Canadian Consulting Engineer

MAILBOX: A Question of Leadership

December 2, 2014
By Canadian Consulting Engineer

The following is a letter to the Editor.

The following is a letter to the Editor.

The Intergovernmental Panel on Climate Change has issued a series of reports outlining how global warming will impact society. This has led to much discussion regarding the need for both mitigation and adaptation measures. Converting discussion to action, however, requires leadership, a role which I believe the engineering profession is ethically bound to fill.

The engineering profession is responding to the need for adaptation measures with initiatives such as Engineers Canada’s PIEVC (Public Infrastructure Engineering Vulnerability Committee) and ICLEI Canada’s BARC (Building Adaptive and Resilient Communities).

From a practising engineer’s perspective, designing projects that exceed current regulations is difficult and often meets with resistance from clients due to economic concerns.

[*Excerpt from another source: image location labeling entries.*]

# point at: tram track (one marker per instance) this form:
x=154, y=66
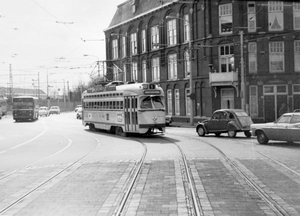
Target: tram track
x=20, y=198
x=190, y=187
x=273, y=205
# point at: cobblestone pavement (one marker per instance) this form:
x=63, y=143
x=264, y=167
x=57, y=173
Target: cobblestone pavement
x=94, y=189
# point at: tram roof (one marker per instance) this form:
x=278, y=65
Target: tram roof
x=124, y=87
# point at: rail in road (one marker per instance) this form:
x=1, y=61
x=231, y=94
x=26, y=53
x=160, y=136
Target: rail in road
x=134, y=184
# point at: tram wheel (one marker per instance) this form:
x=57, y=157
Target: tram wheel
x=91, y=127
x=120, y=132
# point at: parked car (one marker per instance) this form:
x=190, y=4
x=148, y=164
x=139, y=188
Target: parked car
x=77, y=107
x=169, y=119
x=230, y=121
x=54, y=110
x=43, y=111
x=286, y=128
x=79, y=113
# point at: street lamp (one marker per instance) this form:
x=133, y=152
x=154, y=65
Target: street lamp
x=192, y=94
x=98, y=63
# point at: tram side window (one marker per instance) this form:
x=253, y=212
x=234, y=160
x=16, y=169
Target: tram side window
x=152, y=102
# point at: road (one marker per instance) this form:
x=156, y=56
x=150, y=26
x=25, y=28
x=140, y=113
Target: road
x=56, y=166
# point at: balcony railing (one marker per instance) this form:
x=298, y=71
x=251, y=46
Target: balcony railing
x=223, y=79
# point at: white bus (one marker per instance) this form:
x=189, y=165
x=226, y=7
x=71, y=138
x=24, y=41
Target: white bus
x=129, y=108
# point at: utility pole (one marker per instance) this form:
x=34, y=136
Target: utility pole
x=242, y=71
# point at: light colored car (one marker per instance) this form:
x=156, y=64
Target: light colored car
x=54, y=110
x=286, y=128
x=43, y=111
x=79, y=113
x=230, y=121
x=77, y=107
x=169, y=119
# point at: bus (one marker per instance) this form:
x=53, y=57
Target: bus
x=125, y=109
x=25, y=108
x=3, y=106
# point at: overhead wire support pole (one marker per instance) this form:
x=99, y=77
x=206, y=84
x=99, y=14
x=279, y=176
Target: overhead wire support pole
x=242, y=71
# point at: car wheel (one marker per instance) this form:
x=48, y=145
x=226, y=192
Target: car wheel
x=231, y=133
x=217, y=134
x=262, y=138
x=201, y=131
x=247, y=134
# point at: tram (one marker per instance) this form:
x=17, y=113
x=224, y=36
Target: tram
x=123, y=109
x=25, y=108
x=3, y=106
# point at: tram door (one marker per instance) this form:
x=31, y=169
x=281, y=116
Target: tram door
x=131, y=117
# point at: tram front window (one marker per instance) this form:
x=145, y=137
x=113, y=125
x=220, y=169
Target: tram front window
x=152, y=102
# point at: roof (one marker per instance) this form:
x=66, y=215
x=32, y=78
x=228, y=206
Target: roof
x=125, y=11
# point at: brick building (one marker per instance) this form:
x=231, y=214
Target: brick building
x=241, y=54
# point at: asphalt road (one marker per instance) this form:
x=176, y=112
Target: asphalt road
x=79, y=172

The disconnect between current design standards and those required to address climate change is further magnified in the area of mitigation. In order to meet greenhouse gas emission targets being set by some governments and municipalities, designs must significantly exceed current standards, often bringing the engineer in conflict with the existing economic-based decision making process.

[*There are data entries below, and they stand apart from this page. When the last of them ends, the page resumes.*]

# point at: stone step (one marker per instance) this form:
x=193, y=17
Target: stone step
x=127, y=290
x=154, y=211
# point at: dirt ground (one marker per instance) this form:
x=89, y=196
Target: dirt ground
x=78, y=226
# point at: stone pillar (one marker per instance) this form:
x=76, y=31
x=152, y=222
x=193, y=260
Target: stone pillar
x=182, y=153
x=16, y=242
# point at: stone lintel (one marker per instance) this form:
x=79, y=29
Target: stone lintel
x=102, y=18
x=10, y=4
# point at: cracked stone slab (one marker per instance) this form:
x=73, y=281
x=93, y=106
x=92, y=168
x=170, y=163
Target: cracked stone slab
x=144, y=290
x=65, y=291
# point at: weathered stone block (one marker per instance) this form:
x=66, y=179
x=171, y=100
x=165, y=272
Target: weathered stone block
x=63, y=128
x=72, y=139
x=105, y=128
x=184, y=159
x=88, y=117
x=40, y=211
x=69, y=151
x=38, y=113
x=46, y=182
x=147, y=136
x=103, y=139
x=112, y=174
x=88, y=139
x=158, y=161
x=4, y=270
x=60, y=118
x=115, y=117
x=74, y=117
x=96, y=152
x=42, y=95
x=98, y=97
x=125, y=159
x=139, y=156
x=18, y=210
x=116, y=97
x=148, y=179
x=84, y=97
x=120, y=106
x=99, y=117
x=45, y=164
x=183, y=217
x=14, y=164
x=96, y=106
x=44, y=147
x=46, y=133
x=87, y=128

Designing to existing standards and meeting current economic measures may meet legal obligations but does it meet our profession’s ethical standard? The PEO takes the position that “Through the Code of Ethics, professional engineers have a clearly defined duty to society, which is to regard the duty to public welfare as paramount, above their duties to clients or employers” Given the impacts of climate change on society, are we not ethically required to ensure our designs address both mitigation and adaptation requirements regardless of the position of our clients and employers?

Rather than waiting for our institutions and regulatory bodies to update their design standards, the engineering profession should lead the way and design solutions to the higher standards we know to be necessary.

George Sweetman, P.Eng. is a practising civil consulting engineer who lives in Hamilton, Ontario. He also teaches a first year engineering course at Queen’s University in Kingston, Ontario.